Calling It Now: "King" by Years & Years Is the Song of the Summer
This is the time of year when we turn our thoughts to the important matter of what will be this year’s song of the summer, an officialish distinction based on chart success and ubiquity (not to be confused with the more subjective concept of summer jams). No one knows for sure yet what song will claim the title, as Iggy Azalea and Charli XCX’s “Fancy” ended up doing last year, but I’m putting out into the universe that I think it should be “King” by Years & Years.
“King” has already been a hit all over Europe, especially Years & Years’s native land, the UK, where the song debuted at No. 1 in March. If one man’s trash is another man’s treasure, certainly one country’s spring smash can be another country’s song of summer. I think this song has it all. The lyric is weird. The voice of Years & Years frontman Olly Alexander is curiously both intense and gentle. The hook on this thing is tenacious—I’ve found myself unable to unhear it since stumbling upon it on South Jersey radio this weekend. Sonically, it’s somewhere between synth pop throwback and the kind of dance pop that is currently termed “deep house” in the UK—a barely updated but slightly more shallow version of the kind of moody soulful house that MK and his ilk were turning out in the early-to-mid-’90s (in fact, MK had his own UK No. 1 in 2013 with a remix of Storm Queen’s “Look Right Through”).
(Also I know that flutey-and-bongo-ish Masters at Work-type stuff is also called “deep house” by many—that subgenre always struck me as being pretty subjectively defined. It, like all house, is based mostly on a feeling.)

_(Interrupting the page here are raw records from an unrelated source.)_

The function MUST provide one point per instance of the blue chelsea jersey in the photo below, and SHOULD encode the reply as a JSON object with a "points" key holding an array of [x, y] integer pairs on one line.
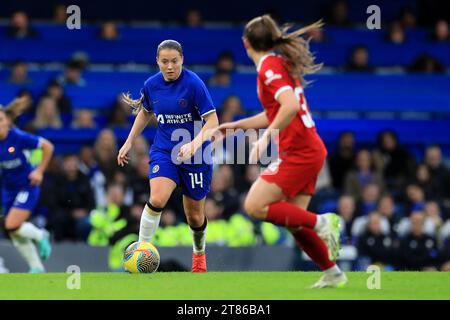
{"points": [[179, 104], [14, 164]]}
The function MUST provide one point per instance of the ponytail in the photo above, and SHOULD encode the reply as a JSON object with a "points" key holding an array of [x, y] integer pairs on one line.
{"points": [[136, 104], [296, 51], [16, 107], [264, 34]]}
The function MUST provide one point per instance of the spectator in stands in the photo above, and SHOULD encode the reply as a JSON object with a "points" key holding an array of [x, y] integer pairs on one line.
{"points": [[346, 210], [74, 199], [225, 66], [342, 160], [72, 75], [417, 251], [339, 14], [317, 35], [231, 108], [81, 58], [396, 33], [363, 174], [359, 60], [369, 199], [408, 18], [415, 198], [386, 208], [374, 244], [432, 212], [105, 150], [423, 179], [109, 31], [47, 115], [441, 31], [395, 162], [19, 73], [118, 117], [439, 173], [60, 13], [194, 18], [19, 27], [425, 63], [84, 119], [56, 91]]}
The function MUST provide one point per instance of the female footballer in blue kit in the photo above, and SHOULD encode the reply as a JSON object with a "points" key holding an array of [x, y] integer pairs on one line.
{"points": [[20, 189], [179, 99]]}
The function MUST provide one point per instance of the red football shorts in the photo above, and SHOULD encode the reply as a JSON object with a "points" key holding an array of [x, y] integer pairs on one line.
{"points": [[293, 178]]}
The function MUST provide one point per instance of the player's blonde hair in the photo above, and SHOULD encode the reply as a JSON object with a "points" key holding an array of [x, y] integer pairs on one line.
{"points": [[264, 34], [16, 107]]}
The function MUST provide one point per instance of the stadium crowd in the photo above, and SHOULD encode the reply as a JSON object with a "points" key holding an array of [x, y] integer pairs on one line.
{"points": [[395, 207]]}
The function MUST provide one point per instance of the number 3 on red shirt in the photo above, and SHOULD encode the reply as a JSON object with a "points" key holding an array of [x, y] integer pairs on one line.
{"points": [[306, 118]]}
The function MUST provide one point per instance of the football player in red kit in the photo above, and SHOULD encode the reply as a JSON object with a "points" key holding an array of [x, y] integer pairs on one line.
{"points": [[283, 191]]}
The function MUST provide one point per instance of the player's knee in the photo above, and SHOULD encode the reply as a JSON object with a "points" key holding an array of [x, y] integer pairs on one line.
{"points": [[195, 220], [11, 226]]}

Chances are that at some point, deep house, as it’s currently known and made, will break over here (Disclosure are quite popular though their biggest hit, “Latch,” doesn’t qualify as deep house). I think “King” will be the song to do it. It is the kind of masterfully undeniable earworm that we are blessed with only on occasion. I only want to listen to this song on beaches for the next four months. I have a feeling that I am not alone, or that I won’t be very soon.